Pour le moment, l'intégration du champion NBA 2019 avec les Raptors suit son cours et il n'a jamais signé un match en dessous de 10 d'évaluation. Régulier (10.5 points, 6.5 rebonds, 1.3 passe, 1.5 contre, 13.2 d'évaluation en moyenne), assurément le meilleur joueur du Bayern, Ibaka paraît un peu seul malgré le Français Sylvain Francisco, Leandro Bolmaro, Vladimir Lucic, Devin Booker et Isaac Bonga, l'Allemand le plus influent de l'équipe. Avec seulement 2 victoires au compteur, le Bayern est sur les mêmes bases que la saison dernière, achevée au 15e rang avec 11 succès.
La situation est encore plus délicate pour l'ALBA. Avec une seule victoire en 7 journées, la saison est déjà ensablée et le principal objectif de l'équipe berlinoise sera de ne pas terminer à la 18e place. Comme le Bayern, la saison 2022-2023 s'est achevée sur un ratio de 11-23 guère enviable.
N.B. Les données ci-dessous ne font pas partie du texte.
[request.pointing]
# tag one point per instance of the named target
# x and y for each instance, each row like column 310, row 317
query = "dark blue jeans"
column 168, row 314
Dirigée par l'Espagnol Israel González qui est au club depuis 2017, l'ALBA dispose de davantage de joueurs locaux mais, hormis Johannes Thiemann, il s'agit de joueurs de rotation dans le meilleur des cas, voire carrément des joueurs du bout du banc.
Nowitzki a aboli les frontières
Dans une compétition toujours plus compétitive et attractive financièrement, les clubs allemands sont encore à la traîne au moment de bâtir des effectifs à l'accent national. C'est en partie la "faute" de Dirk Nowitzki, MVP 2007 et champion en 2011 avec les Mavs, qui a emmené dans son sillage une génération qui rêve de NBA et d'y réussir.
Schröder, MVP du Mondial, est dans la ligue depuis 10 ans. Franz Wagner, passé par l'ALBA avant de partir à l'université du Michigan et d'être 8e de la draft 2021, a fait partie du 5 des rookies en 2022 sous le maillot d'Orlando où il évolue avec son frère aîné Moritz, drafté par les Lakers il y a 5 ans. Sans être drafté, Daniel Theis a connu les NBA Finals avec Boston l'an dernier
Cela renforce la sélection mais les clubs locaux en pâtissent. Par ailleurs, les salaires sont plus intéressants dans d'autres écuries d'Euroligue. Maodo Lô, passé par le Bayern (2018-2020) puis l'ALBA (2020-2023) a quitté la Bundesliga à l'intersaison pour rejoindre Johannes Voigtmann à l'Olimpia Milan. Ainsi, dans le roster champion du monde, seuls Andreas Obst, Thiemann, Bonga et Niels Giffey disputent l'Euroligue avec un club allemand.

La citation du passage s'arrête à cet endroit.